How Diamond Giant De Beers Owned All of The World’s Diamonds For Over 100 Years 

Introduction

As of 2023, the diamond mining corporation De Beers distributes approximately 29.5% of the world’s diamond supply, but one does not have to go too far back in time to recognize the time when 80-85% of the world’s diamond supply was owned by the aforementioned De Beers Group, making the corporation as clear of an example of a monopoly as you are going to see. It is extremely rare to see a single entrepreneurial entity in the exclusive control of a production resource at any point during the history of global economies, especially in the last century. However, that is precisely the extraordinary situation that De Beers had found themselves in upon its founding. The question everyone is itching to find an answer to is, how did De Beers gain exclusive control over diamond mines worldwide?

Background

In the late 1800s, a British mining magnate, Cecil Rhodes, started the mining industry by renting water pumps to many miners during the Diamond Rush in South Africa. On one occasion, miners working in collaboration with Rhodes had discovered an 83.5-carat diamond named, “The Star of Africa” at a territory near the Orange River of South Africa, Hopetown. The profits obtained from this operation were invested into the acquisition of land claims of mining operators by Rhodes, with the operations expanding large enough to form a separate mining firm, which subsequently prompted the founding of the De Beers Consolidated Mines in 1888. By the time the merger, which had seen the foundation of De Beers, had been completed, the firm became the sole supplier of diamonds in South Africa, the area most abundant in diamond resources.


Business strategies

To keep production scarce and the value of the commodity high, Rhodes struck a deal with a London-based diamond syndicate, which stated that the syndicate would purchase a fixed amount of diamonds at a fixed price in 1889. The strategy turned out to be a very economically efficient move from Rhodes, as during the trade slump in the years 1891-92, the supply of diamonds was simply limited to navigate the slump and maintain profit margins, leaving the corporation relatively unfazed and dominant in the diamond industry, with the firm reportedly controlling 90% of the world’s diamond production by 1902. De Beers continued to gain a more significant foothold in the diamond market later into the 20th century, with the Oppenheimer family taking over the chairmanship of the corporation and broadening its operations globally. De Beers was able to swiftly enter the diamond industry in a wide range of countries from all over the world, including Canada, Australia, Malaysia, Portugal, Zambia, and Tanzania, which helped reaffirm the firm’s position as the dominant supplier in the global market for diamonds throughout the 20th century. In efforts to further cement itself as a monopoly in the diamond industry, De Beers had to exercise some of its monopsony power in the process, as amongst their business strategies was the purchasing and stockpiling of diamonds produced by other manufacturers along with the acquisition of surplus diamond resources as a means of limiting the supply in the market, remaining the sole supplier in the diamond industry, and keeping prices relatively high, resulting in more significant revenues for the corporation. De Beers was also able to outcompete its competitors by producing quality goods of similar but differentiated nature. This subsequently helped De Beers gain a more significant share of the diamond market, reaffirming De Beers’ status as a monopoly in the diamond industry. 
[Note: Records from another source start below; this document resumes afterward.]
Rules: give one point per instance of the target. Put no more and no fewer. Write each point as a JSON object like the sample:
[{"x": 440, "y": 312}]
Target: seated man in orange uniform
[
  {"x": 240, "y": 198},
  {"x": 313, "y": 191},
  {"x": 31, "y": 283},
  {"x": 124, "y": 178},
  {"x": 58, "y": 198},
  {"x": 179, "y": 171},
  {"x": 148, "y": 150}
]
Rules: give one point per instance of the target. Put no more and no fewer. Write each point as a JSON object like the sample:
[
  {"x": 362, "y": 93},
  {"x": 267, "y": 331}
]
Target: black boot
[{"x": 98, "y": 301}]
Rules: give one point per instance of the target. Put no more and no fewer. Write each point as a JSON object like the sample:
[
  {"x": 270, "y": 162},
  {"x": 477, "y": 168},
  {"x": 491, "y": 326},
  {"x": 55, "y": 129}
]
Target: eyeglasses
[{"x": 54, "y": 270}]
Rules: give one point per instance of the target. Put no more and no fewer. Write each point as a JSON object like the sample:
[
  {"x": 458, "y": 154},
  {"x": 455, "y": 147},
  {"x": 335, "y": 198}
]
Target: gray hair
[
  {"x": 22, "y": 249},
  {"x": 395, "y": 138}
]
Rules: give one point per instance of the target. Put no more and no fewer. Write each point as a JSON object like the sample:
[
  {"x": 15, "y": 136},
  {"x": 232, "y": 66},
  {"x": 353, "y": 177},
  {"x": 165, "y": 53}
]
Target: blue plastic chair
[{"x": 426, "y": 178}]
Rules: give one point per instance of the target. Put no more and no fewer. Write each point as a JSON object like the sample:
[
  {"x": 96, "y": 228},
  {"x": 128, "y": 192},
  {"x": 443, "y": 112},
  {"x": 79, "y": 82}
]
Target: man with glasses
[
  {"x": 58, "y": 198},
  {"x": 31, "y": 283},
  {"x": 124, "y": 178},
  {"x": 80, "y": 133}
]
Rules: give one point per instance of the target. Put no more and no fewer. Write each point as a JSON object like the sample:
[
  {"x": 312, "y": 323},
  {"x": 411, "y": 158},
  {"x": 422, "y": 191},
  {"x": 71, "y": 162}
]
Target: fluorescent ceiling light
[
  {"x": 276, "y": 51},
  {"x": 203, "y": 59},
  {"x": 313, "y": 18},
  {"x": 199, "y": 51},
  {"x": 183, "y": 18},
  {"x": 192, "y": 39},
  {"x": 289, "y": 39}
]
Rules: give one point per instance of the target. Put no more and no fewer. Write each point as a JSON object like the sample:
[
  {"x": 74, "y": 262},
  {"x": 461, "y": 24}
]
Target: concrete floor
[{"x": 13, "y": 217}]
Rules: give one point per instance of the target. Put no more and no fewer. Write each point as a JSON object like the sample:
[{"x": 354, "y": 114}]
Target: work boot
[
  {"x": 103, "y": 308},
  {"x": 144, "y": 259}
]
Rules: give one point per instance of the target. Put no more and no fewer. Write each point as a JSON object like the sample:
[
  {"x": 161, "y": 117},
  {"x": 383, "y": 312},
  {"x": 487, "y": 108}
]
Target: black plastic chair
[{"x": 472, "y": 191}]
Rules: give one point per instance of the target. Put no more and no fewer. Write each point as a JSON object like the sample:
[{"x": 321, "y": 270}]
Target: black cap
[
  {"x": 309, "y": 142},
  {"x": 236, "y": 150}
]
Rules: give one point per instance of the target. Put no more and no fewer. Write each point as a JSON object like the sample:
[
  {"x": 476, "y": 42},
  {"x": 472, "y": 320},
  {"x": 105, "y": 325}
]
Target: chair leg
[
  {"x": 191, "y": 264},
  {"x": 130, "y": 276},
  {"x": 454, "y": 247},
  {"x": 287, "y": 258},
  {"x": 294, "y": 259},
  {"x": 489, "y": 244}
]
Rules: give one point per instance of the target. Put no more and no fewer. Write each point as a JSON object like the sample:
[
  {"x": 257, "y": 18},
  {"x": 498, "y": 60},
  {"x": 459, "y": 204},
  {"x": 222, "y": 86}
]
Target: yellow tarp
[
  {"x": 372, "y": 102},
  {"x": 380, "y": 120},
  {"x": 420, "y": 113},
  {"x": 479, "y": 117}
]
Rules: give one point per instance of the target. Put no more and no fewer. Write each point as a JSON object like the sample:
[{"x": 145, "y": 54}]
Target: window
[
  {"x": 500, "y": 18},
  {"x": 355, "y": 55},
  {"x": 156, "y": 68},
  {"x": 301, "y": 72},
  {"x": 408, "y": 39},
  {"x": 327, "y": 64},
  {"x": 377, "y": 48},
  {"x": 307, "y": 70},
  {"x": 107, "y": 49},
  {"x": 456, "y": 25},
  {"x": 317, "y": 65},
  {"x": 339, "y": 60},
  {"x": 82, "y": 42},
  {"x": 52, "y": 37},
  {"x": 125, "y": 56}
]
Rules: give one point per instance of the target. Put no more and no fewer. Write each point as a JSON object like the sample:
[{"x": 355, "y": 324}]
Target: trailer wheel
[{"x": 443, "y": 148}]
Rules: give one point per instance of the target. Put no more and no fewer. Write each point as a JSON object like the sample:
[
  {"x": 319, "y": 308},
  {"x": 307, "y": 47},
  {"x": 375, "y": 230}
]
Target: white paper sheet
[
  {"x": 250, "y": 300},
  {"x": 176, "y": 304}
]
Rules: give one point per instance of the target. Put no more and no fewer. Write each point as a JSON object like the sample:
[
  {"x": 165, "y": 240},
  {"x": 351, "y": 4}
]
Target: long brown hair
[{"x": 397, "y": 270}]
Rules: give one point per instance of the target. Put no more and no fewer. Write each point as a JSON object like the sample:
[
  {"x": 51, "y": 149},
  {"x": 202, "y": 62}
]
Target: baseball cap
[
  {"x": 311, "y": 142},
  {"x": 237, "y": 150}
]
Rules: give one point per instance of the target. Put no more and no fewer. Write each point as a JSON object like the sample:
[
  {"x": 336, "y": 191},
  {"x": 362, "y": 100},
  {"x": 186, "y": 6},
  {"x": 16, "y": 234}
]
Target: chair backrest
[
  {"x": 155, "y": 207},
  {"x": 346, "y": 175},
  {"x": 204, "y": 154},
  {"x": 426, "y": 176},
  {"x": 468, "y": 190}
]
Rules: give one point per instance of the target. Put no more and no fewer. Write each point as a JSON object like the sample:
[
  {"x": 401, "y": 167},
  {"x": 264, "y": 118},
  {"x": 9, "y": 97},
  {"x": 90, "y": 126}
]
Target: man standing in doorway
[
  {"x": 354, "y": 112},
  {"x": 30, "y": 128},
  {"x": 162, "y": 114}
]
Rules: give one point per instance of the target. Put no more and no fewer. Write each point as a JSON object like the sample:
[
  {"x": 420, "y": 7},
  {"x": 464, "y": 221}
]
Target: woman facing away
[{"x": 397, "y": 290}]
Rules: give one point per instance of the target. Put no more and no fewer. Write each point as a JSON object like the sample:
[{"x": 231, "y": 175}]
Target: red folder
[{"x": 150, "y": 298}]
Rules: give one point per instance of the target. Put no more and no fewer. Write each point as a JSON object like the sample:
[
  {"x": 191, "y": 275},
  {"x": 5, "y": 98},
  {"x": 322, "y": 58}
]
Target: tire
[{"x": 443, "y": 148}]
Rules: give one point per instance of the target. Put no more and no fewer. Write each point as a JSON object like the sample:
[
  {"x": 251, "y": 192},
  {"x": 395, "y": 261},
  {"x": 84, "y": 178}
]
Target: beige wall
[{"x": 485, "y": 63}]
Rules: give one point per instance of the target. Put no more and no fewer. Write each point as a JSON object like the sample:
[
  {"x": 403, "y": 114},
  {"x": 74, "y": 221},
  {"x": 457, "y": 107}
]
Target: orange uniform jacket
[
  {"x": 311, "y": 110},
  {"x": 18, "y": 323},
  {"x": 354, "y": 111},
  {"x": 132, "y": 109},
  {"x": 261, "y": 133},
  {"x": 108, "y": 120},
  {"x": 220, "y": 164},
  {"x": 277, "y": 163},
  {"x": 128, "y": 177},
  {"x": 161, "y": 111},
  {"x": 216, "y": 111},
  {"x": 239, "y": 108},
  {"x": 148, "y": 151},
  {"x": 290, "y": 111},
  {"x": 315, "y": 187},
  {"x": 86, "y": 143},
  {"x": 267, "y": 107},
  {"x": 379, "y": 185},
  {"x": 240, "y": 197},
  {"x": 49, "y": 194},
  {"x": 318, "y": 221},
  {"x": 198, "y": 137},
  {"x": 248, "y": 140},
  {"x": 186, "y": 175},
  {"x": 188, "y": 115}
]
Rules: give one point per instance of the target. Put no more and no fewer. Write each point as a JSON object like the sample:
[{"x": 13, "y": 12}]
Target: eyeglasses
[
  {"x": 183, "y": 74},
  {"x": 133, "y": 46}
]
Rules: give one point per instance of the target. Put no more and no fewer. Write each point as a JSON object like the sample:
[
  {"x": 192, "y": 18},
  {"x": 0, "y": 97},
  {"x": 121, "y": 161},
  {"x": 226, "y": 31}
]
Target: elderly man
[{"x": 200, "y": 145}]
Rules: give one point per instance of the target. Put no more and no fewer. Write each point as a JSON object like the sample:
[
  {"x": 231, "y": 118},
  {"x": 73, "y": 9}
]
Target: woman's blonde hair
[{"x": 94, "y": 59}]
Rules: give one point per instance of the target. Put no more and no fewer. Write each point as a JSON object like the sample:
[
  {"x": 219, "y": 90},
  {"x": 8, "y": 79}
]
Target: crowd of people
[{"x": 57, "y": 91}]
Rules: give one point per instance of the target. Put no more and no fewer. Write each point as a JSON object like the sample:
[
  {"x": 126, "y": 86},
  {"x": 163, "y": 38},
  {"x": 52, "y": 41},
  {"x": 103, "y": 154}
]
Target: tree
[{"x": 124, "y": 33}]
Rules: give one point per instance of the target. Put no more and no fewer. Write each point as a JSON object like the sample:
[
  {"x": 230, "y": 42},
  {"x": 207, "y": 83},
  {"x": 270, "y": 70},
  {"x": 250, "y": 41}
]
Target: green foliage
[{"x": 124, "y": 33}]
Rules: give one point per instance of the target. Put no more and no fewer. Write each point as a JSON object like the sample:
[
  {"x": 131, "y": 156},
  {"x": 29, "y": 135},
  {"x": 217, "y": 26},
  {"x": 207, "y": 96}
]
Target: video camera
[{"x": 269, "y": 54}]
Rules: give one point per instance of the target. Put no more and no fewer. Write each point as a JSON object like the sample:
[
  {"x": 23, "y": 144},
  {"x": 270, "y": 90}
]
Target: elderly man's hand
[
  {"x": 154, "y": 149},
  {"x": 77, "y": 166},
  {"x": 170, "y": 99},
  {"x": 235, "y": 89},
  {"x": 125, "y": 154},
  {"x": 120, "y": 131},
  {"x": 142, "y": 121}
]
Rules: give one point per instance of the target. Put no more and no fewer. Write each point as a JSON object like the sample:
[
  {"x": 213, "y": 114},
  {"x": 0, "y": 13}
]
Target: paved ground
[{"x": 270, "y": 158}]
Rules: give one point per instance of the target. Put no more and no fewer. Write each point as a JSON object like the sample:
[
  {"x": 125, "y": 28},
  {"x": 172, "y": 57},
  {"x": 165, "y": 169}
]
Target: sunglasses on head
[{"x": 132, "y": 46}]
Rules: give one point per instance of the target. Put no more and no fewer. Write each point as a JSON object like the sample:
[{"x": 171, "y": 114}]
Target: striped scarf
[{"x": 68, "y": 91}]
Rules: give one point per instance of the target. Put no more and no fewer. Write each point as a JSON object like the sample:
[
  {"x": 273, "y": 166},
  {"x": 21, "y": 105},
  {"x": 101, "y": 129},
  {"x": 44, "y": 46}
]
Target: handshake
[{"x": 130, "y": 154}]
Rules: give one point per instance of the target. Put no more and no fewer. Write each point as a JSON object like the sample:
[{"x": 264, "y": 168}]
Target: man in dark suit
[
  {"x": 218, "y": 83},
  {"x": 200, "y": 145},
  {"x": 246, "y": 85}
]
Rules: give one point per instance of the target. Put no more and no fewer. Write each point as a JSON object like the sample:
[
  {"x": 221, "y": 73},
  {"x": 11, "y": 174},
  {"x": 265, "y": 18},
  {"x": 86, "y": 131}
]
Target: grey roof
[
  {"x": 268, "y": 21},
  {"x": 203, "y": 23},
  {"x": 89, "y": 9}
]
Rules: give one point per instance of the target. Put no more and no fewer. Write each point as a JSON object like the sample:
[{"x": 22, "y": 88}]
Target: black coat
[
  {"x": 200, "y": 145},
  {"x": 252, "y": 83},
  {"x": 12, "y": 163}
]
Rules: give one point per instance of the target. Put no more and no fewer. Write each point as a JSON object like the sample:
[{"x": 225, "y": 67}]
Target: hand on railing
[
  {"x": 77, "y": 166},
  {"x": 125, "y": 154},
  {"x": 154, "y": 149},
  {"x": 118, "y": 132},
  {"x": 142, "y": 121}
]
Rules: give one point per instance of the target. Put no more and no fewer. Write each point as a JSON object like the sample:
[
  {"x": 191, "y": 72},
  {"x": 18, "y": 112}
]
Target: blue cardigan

De Beers in the present diamond industry

In the 21st century, following the effects of factors such as the decision of diamond manufacturers to mine outside of the De Beers channel forced the corporation to switch to a different business model and start limiting sales to the firm’s self-produced 

diamonds. This subsequently created a significantly different market structure in the diamond industry relative to the late 19th, and 20th centuries. The reduction in the barriers to entry has created a more competitive market with greater cash liquidity, causing De Beers’ market share to reduce to around 29.5% as of 2019. Despite this, De Beers is still the largest rough diamond producer by value and continues to dominate the diamond industry along with Alrosa and Rio Tino, in a market structure increasingly resembling an Oligopoly. The story of De Beers’ dominance in the diamond industry in the 19th and 20th Centuries is a classic example of how near sole and exclusive ownership of a production resource (diamond mines, in this case) can put a firm in a position of power over a particular market for an extended period.